Ingrediënten
Bereiden:
Maak de witloofrolletjes:
Verwijder het hart uit het witloof, zorg dat de blaadjes niet openvallen. Smelt de boter en kleur hierin het witloof lichtjes aan. Kruid aan beide kanten met peper en zout. Voeg een bodempje water toe en braiseer het witloof ca. 1 uur onder bakpapier met het deksel op de pan. Haal het witloof uit de pan en houd de jus opzij voor de saus.
Maak de puree:
Kook de aardappelen met de schil in gezouten water. Giet af, spoel onder koud water en pel ze. Pureer de aardappelen met de stamper, roer de boter erdoor en breng op smaak met peper en zout.
Maak de saus:
Laat de boter smelten en roer de bloem erdoor tot een droge roux. Bevochtig met de melk en laat de saus even opkoken.
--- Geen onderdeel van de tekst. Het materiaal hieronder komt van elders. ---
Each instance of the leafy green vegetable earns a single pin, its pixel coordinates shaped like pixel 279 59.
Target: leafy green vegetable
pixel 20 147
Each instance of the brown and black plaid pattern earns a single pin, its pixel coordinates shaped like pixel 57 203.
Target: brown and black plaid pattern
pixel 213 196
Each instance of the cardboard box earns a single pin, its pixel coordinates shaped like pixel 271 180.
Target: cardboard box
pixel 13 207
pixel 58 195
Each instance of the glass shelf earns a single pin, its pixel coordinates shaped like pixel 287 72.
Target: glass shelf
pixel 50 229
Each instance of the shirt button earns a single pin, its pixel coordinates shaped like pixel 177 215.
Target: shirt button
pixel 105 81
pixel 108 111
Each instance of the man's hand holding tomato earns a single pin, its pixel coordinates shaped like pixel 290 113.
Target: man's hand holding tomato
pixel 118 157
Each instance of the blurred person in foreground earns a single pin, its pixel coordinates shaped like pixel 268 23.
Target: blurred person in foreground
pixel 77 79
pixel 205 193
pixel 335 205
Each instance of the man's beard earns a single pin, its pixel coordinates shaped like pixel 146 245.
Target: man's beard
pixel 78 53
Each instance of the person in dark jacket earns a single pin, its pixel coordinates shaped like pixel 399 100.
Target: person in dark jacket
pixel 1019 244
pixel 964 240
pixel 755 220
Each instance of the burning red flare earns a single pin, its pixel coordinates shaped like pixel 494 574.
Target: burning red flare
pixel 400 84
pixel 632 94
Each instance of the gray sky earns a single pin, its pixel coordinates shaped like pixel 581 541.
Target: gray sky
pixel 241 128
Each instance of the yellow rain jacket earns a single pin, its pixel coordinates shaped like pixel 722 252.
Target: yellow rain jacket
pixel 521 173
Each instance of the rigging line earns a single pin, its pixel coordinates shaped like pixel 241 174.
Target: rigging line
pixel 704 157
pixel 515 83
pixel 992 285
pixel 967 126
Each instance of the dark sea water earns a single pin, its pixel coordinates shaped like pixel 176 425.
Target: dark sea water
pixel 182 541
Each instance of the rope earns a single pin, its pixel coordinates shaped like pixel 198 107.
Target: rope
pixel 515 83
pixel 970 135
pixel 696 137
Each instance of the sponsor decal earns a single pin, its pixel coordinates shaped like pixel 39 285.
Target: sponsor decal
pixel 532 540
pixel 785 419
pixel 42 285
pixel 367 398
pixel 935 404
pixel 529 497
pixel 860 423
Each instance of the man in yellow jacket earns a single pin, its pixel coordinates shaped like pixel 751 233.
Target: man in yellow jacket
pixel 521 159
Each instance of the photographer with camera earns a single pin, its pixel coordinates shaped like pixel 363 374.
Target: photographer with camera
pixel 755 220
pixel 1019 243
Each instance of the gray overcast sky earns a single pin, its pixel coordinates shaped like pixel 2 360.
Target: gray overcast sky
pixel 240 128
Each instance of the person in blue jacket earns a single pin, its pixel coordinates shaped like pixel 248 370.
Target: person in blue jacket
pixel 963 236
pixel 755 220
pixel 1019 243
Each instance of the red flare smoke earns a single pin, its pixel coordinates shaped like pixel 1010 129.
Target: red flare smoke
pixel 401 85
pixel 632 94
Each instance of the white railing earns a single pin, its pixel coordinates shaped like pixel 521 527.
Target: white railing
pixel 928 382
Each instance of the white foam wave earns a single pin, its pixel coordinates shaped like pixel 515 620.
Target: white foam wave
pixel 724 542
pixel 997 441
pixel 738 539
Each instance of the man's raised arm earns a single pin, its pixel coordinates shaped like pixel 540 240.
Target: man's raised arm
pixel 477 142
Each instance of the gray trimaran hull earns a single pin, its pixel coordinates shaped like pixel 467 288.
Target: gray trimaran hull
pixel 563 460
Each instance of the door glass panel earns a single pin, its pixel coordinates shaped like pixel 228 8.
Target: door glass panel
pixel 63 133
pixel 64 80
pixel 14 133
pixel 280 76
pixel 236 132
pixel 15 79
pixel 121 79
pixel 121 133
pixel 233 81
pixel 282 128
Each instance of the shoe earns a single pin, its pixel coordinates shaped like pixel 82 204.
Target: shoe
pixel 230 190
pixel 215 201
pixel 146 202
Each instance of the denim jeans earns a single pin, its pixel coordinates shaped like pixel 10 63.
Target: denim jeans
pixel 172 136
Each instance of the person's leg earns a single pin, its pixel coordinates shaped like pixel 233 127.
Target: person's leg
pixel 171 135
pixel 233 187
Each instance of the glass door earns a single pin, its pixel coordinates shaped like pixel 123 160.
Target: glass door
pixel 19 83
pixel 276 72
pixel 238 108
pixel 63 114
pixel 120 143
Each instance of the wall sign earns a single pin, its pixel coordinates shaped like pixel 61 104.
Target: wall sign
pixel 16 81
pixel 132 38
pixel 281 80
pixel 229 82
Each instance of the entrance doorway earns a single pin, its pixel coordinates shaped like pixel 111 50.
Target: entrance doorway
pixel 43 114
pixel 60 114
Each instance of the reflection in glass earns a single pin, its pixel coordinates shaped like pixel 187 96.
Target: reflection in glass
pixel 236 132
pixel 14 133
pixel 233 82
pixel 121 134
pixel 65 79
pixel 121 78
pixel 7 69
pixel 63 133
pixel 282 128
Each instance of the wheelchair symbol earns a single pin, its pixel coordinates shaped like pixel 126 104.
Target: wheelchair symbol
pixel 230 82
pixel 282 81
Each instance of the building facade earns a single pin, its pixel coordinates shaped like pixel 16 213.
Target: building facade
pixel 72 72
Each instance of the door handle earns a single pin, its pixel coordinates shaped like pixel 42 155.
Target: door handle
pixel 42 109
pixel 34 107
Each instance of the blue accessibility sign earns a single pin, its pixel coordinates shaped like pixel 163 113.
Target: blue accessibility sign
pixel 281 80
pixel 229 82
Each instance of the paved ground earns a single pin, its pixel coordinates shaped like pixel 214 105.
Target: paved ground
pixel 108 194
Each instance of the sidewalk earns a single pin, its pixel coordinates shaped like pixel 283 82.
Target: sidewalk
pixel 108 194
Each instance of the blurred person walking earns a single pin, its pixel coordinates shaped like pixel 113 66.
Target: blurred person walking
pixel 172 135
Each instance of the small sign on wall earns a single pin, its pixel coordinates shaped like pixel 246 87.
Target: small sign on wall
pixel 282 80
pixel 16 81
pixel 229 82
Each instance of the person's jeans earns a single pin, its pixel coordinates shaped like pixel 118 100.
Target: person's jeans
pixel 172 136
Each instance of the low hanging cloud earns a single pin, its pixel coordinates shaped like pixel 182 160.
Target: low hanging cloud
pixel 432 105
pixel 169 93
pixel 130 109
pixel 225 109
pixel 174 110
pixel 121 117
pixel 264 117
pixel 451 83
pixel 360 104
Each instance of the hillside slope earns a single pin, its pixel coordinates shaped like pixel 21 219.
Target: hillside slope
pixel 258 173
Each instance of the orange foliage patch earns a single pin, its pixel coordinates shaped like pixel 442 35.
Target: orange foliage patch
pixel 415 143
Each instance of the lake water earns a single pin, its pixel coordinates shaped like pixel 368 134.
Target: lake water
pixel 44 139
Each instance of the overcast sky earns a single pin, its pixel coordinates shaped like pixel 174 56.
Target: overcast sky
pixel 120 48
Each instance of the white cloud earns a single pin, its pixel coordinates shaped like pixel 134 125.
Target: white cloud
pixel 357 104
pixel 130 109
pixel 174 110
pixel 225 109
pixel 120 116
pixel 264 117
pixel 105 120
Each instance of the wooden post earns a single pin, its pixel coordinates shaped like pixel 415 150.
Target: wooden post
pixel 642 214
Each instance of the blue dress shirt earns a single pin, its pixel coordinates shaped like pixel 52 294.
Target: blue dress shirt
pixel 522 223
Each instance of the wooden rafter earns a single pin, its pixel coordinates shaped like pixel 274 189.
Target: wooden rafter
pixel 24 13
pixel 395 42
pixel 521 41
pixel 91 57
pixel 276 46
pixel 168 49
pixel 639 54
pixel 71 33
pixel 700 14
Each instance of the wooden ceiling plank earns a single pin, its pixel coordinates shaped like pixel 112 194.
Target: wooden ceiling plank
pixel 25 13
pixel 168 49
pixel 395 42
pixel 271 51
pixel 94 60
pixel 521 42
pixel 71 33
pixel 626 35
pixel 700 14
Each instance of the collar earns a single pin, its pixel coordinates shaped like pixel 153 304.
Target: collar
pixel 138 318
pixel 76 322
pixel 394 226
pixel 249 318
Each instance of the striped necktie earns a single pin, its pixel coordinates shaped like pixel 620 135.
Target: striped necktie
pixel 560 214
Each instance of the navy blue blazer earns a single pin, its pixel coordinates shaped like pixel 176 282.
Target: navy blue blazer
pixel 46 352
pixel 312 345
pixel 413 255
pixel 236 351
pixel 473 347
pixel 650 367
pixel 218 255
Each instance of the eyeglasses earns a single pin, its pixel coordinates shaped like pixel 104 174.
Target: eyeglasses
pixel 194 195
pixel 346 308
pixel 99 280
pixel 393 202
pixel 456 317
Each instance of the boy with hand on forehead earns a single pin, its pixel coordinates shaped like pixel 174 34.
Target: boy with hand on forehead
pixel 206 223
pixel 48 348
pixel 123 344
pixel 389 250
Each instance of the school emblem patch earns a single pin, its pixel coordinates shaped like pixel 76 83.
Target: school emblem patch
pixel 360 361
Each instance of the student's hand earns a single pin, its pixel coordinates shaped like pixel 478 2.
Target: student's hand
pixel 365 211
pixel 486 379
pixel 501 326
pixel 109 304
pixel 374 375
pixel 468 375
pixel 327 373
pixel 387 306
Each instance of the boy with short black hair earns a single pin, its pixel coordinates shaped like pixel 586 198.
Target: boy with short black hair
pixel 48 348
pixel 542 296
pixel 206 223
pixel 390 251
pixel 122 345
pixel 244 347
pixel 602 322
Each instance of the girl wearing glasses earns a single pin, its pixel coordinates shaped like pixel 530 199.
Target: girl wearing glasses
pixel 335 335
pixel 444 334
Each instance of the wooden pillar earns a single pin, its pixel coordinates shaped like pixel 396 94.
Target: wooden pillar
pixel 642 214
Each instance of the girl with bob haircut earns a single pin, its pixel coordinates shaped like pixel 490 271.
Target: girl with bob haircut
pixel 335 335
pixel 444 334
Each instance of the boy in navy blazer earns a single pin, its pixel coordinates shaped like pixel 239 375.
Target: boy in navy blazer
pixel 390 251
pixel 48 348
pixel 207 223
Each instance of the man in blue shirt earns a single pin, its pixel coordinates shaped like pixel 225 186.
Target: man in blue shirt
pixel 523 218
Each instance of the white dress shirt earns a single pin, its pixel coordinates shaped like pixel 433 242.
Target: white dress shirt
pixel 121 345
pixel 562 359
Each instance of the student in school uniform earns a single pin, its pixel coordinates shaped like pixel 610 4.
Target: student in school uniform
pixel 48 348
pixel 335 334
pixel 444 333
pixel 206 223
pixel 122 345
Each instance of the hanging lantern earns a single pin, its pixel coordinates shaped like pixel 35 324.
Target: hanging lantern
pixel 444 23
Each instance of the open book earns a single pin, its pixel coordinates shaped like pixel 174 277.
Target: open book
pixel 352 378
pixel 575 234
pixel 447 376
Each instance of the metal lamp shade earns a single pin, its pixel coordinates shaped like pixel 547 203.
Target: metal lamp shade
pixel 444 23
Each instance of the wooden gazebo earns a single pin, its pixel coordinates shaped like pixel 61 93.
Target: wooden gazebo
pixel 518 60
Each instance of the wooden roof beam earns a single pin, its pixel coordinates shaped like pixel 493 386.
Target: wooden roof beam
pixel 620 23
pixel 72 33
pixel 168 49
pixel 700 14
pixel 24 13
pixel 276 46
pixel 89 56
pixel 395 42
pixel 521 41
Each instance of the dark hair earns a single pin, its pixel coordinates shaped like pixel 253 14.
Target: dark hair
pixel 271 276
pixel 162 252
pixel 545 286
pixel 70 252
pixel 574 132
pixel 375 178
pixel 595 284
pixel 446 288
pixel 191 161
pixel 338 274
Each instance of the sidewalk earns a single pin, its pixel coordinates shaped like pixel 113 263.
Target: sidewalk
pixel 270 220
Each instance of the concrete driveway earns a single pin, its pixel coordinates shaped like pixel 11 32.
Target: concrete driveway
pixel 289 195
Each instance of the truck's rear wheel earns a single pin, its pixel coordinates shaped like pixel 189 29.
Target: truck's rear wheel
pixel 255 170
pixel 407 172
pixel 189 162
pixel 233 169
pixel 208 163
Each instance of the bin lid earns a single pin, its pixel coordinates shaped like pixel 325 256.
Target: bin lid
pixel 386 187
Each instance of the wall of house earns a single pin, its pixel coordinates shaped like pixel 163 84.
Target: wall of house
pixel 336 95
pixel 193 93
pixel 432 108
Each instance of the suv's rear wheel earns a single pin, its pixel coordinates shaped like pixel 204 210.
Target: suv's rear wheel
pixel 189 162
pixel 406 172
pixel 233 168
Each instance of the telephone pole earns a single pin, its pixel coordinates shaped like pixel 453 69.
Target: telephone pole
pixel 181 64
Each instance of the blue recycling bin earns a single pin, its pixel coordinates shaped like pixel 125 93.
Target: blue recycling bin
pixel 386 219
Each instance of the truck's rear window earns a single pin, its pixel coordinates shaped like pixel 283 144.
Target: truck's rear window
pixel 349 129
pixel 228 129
Kruid af met peper, zout en nootmuskaat. Klop er vijf lepels bakvocht van het witloof door. Meng de Gruyère onder de saus en laat smelten.
Werk af:
Warm de oven voor op 180°C. Beboter een ovenschotel. Rol de witloof stronkjes in de ham en schep de saus erover. Strooi de Gruyère erover en bak 15 minuten in de voorverwarmde oven. Zet de schotel onder de grill en gratineer tot een mooi krokant korstje.
Serveren:
Serveer de gratin met de puree en schep er wat saus bij.